In [None]:
# -*- coding: utf-8 -*-
# Libraries we need
import torch
import torchvision
import torch.nn as nn
import torchvision.transforms as transforms
import matplotlib.pyplot as plt
from matplotlib.pyplot import figure
import numpy as np
import torch.optim as optim

criterion = nn.CrossEntropyLoss()

In [None]:
'''Dataloader objects'''

transform = transforms.Compose(
    [transforms.ToTensor(),
     transforms.Normalize((0.5, 0.5, 0.5), (0.5, 0.5, 0.5))])
         #(0.4914, 0.4822, 0.4465), (0.2023, 0.1994, 0.2010))])

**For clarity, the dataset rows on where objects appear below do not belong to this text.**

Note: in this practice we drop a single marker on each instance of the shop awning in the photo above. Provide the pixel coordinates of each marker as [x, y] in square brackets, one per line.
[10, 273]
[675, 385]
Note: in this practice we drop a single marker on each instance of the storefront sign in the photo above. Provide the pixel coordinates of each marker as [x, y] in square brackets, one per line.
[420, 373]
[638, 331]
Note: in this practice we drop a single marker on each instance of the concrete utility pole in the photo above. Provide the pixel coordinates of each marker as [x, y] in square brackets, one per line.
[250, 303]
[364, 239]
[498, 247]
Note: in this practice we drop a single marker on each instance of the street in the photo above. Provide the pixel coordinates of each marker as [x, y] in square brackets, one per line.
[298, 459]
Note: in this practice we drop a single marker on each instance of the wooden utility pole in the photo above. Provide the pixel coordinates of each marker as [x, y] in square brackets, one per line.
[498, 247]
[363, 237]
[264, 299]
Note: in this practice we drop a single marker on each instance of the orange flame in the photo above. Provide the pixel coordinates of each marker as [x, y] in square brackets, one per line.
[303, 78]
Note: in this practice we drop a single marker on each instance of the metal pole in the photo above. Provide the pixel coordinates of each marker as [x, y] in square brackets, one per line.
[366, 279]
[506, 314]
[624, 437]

trainset = torchvision.datasets.CIFAR100(root='./data', train=True,
                                        download=True, transform=transform)
trainloader = torch.utils.data.DataLoader(trainset, batch_size=128,
                                          shuffle=False, num_workers=2)

testset = torchvision.datasets.CIFAR100(root='./data', train=False,
                                       download=True, transform=transform)
testloader = torch.utils.data.DataLoader(testset, batch_size=128,
                                         shuffle=False, num_workers=2)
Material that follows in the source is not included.